Wissenschaftler der Universität Heidelberg haben einen
Schlüsselmechanismus bei der Entstehung chronischer Schmerzen entdeckt:
Bei anhaltenden Schmerzen sorgt Calcium in den Nervenzellen dafür, dass
diese mehr Kontakte zu anderen Schmerz weiterleitenden Nervenzellen
knüpfen und dauerhaft empfindlicher auf schmerzhafte Reize reagieren.
Diese Veränderungen im Rückenmark erklären erstmals, wie es zur
Ausbildung des sogenannten Schmerzgedächtnisses kommt. Die Ergebnisse,
die im Fachjournal „Neuron“ erschienen sind, könnten neue Perspektiven
für die Therapie chronischer Schmerzen eröffnen.
Starke Schmerzen von langer Dauer – zum Beispiel durch chronische Entzündungen, Nervenverletzungen und -schäden, Bandscheibenvorfälle oder Tumoren – hinterlassen oft bleibende Spuren im Nervensystem. Selbst wenn der ursprüngliche Auslöser ausgeheilt ist, können bereits leichte Reize wie Berührungen den früheren Schmerzzustand wieder hervorrufen: Der Körper hat ein sogenanntes Schmerzgedächtnis ausgebildet. Bislang gibt es keine befriedigende Therapie für chronisch schmerzkranke Patienten; in Deutschland sind mehrere Millionen Menschen betroffen.
Das Geflecht der Nervenzellen im Körper übersetzt schmerzhafte Reize wie Hitze, Kälte, starken Druck oder Verletzungen in elektrische Signale, die über das Rückenmark an das Gehirn weitergeleitet und dort als Schmerzen wahrgenommen werden. Bei chronischem Schmerz werden die schmerzübermittelnden Nervenzellen im Rückenmark selbst von schwachen Signalen aktiviert, verstärken diese und geben sie als Schmerzreiz an das Gehirn weiter.

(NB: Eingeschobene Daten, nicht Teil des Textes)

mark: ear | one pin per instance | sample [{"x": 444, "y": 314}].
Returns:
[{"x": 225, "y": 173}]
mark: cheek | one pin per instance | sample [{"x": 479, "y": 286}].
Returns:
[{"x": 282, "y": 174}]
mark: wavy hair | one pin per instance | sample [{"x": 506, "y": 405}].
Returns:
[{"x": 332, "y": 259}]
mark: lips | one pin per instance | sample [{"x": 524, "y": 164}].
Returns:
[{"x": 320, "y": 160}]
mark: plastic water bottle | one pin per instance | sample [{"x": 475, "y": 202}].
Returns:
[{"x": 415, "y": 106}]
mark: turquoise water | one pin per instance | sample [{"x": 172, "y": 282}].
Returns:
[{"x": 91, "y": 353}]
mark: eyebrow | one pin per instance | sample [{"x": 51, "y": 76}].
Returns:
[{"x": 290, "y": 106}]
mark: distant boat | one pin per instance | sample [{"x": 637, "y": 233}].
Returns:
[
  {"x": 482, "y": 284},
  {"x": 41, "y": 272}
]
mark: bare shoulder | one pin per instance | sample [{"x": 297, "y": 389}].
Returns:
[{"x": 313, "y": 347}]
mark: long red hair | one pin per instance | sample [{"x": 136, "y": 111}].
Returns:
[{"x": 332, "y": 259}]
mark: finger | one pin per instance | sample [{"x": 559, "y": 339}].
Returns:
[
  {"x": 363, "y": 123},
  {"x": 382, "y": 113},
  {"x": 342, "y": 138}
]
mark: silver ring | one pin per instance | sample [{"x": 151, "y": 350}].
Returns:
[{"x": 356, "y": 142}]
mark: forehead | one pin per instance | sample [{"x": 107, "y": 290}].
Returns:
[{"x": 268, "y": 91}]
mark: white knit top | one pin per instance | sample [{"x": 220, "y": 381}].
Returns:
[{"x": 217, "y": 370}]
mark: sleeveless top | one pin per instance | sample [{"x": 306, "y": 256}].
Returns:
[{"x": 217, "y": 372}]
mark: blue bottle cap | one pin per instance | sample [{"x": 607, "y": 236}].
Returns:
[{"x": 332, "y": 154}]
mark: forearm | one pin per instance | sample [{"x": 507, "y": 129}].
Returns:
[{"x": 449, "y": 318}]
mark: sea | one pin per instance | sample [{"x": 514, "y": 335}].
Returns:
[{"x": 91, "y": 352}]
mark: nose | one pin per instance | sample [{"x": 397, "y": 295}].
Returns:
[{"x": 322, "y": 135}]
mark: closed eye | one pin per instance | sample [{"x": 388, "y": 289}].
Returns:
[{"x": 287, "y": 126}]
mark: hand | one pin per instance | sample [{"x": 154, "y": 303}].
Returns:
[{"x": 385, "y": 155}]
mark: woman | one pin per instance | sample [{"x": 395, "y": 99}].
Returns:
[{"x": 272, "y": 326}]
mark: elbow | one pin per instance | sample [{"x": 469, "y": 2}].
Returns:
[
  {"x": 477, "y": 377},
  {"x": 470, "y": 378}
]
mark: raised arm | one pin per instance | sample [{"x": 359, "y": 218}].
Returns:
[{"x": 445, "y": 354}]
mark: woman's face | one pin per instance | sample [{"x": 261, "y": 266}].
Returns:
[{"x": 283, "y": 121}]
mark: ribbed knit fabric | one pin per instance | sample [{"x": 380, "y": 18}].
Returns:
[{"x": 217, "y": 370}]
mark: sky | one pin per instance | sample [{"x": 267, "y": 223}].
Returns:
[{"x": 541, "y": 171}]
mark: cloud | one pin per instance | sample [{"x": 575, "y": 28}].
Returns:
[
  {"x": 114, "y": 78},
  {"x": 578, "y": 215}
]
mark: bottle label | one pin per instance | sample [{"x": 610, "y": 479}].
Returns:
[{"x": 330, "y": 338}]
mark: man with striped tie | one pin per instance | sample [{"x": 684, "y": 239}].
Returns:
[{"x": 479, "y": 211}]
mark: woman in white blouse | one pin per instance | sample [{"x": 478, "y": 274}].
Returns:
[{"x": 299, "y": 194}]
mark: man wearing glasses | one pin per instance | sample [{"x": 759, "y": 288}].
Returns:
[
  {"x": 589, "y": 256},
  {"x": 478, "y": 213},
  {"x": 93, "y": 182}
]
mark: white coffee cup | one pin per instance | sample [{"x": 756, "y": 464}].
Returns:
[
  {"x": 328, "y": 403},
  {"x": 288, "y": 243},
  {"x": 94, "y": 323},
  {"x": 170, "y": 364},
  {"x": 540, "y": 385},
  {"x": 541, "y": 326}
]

Die Arbeitsgruppen um Professor Dr. Rohini Kuner vom Pharmakologischen Institut und Professor Dr. Hilmar Bading vom Interdisziplinären Zentrum für Neurowissenschaften haben Calcium als Universal-Botenstoff ausgemacht, den Nervenzellen für jede Signalweitergabe brauchen. Bei Eintreffen eines elektrischen Signals nehmen die Nervenzellen im Rückenmark Calcium aus ihrer Umgebung auf und werden so aktiviert.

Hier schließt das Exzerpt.